Die Freunde, die mir die traurige Nachricht überbrachten, sagten mir, er sei gestorben, weil er einen Unfall mit dem Heizkessel in seiner Wohnung hatte. Ihm war das Gas abgestellt worden, weil er seine Rechnungen nicht bezahlen konnte, und so hatte er eine illegale Verbindung hergestellt, um im vergangenen Winter zu kochen und zu heizen.
Sie erzählen mir auch, dass kaum jemand bei seiner Beerdigung war, noch nicht einmal so viele, wie man an den Fingern einer Hand abzählen kann.
Wer war Jan? Wer wird sich an ihn erinnern?
Er wird nicht in den Listen der weißen Toten bei der Arbeit auftauchen, auch nicht in denen derjenigen, die an der Front im Krieg sterben, nur um das Gas zu bekommen, von dem wir für zwei wesentliche Bedürfnisse abhängig geworden sind: Kochen und Heizen.

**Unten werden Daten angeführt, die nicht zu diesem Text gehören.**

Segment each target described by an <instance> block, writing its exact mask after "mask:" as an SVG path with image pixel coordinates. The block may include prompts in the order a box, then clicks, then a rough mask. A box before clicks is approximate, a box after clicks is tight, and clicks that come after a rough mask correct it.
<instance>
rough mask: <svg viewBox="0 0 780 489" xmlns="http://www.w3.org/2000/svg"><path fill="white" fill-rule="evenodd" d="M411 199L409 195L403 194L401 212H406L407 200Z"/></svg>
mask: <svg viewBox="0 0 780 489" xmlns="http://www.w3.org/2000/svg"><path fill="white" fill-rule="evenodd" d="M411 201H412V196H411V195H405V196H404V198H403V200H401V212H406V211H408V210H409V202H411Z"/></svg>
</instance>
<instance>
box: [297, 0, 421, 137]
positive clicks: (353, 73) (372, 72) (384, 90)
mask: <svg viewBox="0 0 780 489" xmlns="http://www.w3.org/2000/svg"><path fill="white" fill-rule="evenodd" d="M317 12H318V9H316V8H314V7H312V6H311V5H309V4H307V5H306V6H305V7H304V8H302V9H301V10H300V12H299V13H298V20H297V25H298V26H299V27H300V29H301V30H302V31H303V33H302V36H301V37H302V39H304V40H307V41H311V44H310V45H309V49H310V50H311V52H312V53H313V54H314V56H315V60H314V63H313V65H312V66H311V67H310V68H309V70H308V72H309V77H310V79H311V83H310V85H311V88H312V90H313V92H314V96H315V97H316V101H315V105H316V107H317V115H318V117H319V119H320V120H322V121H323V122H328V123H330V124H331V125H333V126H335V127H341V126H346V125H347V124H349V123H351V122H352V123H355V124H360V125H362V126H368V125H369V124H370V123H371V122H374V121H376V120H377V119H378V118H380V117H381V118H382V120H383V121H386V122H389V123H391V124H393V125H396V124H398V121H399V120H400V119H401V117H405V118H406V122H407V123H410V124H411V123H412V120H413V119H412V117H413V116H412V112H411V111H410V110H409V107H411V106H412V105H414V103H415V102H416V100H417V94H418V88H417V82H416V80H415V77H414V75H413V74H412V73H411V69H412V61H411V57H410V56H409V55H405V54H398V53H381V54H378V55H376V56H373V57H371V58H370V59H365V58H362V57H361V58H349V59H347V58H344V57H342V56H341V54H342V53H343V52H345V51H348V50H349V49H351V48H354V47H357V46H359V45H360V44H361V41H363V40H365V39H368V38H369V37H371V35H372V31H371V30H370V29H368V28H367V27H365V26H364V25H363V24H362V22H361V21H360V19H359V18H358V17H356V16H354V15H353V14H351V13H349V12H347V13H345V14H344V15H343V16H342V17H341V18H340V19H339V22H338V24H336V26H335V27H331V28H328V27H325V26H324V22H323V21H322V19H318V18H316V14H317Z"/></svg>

Für Jan gibt es keine Liste, auf die er gesetzt werden könnte.
Wer ist der Bürokrat – oder der Algorithmus – der ihm den Strom abgestellt hat, weil er säumig war?

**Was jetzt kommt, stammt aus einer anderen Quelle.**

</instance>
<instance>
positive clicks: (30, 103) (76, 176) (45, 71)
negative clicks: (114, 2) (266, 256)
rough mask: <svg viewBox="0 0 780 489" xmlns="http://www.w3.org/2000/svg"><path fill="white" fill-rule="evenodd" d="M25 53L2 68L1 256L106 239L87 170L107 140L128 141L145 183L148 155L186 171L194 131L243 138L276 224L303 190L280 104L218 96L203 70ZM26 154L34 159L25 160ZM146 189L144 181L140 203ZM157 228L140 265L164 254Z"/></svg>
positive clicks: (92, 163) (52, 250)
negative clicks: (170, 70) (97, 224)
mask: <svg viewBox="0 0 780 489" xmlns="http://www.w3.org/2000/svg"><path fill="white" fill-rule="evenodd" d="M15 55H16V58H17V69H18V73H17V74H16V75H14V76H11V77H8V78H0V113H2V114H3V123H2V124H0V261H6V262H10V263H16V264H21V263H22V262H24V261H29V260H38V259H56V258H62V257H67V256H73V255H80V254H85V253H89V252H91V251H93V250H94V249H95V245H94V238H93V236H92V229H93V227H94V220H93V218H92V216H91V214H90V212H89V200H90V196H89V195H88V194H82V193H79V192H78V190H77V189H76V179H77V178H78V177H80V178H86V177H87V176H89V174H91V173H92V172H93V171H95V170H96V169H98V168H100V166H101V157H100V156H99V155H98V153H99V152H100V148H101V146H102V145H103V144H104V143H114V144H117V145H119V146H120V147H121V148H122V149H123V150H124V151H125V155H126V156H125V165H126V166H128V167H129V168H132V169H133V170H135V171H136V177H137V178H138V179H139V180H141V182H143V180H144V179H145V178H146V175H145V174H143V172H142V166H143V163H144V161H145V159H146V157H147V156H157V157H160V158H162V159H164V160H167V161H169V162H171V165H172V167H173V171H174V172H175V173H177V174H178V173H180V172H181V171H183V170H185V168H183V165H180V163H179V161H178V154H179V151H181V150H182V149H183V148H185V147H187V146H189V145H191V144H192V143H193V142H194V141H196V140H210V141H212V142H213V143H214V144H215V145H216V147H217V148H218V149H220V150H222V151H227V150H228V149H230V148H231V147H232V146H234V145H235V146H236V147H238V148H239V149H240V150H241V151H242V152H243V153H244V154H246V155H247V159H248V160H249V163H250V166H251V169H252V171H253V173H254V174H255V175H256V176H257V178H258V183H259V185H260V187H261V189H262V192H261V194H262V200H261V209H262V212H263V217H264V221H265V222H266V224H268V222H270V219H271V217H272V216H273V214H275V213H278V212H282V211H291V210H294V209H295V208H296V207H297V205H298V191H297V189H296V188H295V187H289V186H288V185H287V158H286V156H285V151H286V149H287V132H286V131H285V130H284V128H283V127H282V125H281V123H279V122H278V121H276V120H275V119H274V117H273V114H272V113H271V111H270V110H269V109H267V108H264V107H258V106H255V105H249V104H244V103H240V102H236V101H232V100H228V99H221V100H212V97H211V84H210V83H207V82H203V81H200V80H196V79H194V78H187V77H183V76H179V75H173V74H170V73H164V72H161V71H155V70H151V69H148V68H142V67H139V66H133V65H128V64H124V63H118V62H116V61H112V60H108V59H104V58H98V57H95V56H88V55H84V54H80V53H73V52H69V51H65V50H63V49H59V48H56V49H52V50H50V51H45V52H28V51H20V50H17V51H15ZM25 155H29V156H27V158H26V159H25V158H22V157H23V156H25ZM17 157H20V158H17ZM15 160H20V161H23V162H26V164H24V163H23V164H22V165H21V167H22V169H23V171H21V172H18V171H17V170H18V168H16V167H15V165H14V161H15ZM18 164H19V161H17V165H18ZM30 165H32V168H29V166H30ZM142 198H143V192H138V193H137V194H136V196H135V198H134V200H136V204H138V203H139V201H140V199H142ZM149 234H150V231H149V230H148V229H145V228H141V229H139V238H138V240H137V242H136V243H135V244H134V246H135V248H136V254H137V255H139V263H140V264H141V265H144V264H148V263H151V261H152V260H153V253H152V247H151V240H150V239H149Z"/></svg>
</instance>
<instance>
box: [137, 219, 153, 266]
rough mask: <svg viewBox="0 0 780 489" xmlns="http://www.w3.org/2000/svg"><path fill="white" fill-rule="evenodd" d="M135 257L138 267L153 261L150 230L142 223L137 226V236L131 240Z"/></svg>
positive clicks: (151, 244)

Gibt es irgendjemanden, der die Gewalt verstanden hat, die in dieser Gesellschaft von Arm und Reich von oben herab ausgeübt wird?
Als Anarchist erinnere ich mich nicht an diejenigen, die diese Welt verlassen, nachdem sie Ignoranz, Egoismus und Arroganz zu ihren eigenen Zwecken verbreitet und andere unter ihren Absatz gezwungen haben, und trauere auch nicht um sie. Ich will mich an einen einsamen, vergessenen Mann erinnern, der keine Spur in den Geschichtsbüchern hinterlässt, aber die von vielen und unzähligen Ausgeschlossenen verkörpert, von denen die Geschichte voll ist.
Ich erinnere mich an ihn, weil er der Geringste unter den Geringsten war, weil eine Geschichte wie diese diejenigen vereinen sollte, die das gleiche Schicksal riskieren, die das gleiche Leid empfinden, damit die heutige Ignoranz überwunden und in ein Bewusstsein umgewandelt wird, das dazu führt, die herzlosen Täter zu identifizieren, die im Überfluss und in Gleichgültigkeit gegenüber ihrem Nachbarn leben.
Heute werden Kriegstrompeten geblasen, die zu den Waffen rufen, wo sich in Wirklichkeit hinter der blutigen Maske des „guten“ demokratischen Europas nur die Interessen der Mächtigen und ihrer Massaker verbergen. Alles, um die Energie für die Fortführung einer giftigen, kriegerischen und in vielerlei Hinsicht schädlichen Produktion sicherzustellen, um ihre Privilegien und Interessen zu sichern.
Daher die Profite der Bosse, die Menschen wie Jan, wie uns, ausbeuten, die keine Skrupel haben, sich beim ersten Anzeichen von Schwierigkeiten zurückzuziehen und zu isolieren, und derweil die Gleichgültigkeit noch unter den Ausgebeuteten schlummert, muss die Klassensolidarität wieder ein Wert, ein tiefes Gefühl werden.
Verflucht seien die Manager und Vorstandsvorsitzenden von Großkonzernen wie ENI, ENEL, Endesa, ihre Militärs, die ihre Profite verteidigen, die gesamte politische Klasse, die ihre Finanzierung und ihre Strategien gutheißt und ihre zunehmend kriegstreiberische Propaganda rechtfertigt, die als verkommener Patriotismus ausgegeben wird.
Möge die Stille dieses Todes in den Herzen der Verbliebenen den rachsüchtigen Angriff auf die Türen derer vorbereiten, die in ihren Villen, in ihren Palästen das Thermometer im Winter auf 25° stehen haben, während sie sich an unserem Leben laben und uns dann belehren, wie man Gas benutzt.
Wenn sie uns einen Freund wegnehmen, gehen wir hin und klopfen an ihre Türen.
Das werde ich nicht vergessen, für mich ist das ein Mord durch die Hände der Bosse.
04. Mai 2024, Gefängnis von Sanremo
Luca Dolce bekannt als Stecco
Anmerkungen Bonustracks:
‘Stecco’ wurde im Oktober 2023 festgenommen, nachdem er es geschafft hatte, zwei Jahre der Fahndung nach ihm zu trotzen. Er sitzt derzeit eine mehrjährige Haftstrafe ab, die bürgerlichen Medien schreiben ihm eine bedeutende Rolle bei den anarchistischen Kämpfen gegen das italienische Knastsystem zu. Diese beiden Texte wurden am 10. Mai 2024 auf Il Rovescio veröffentlicht und von Bonustracks in Deutsche übersetzt.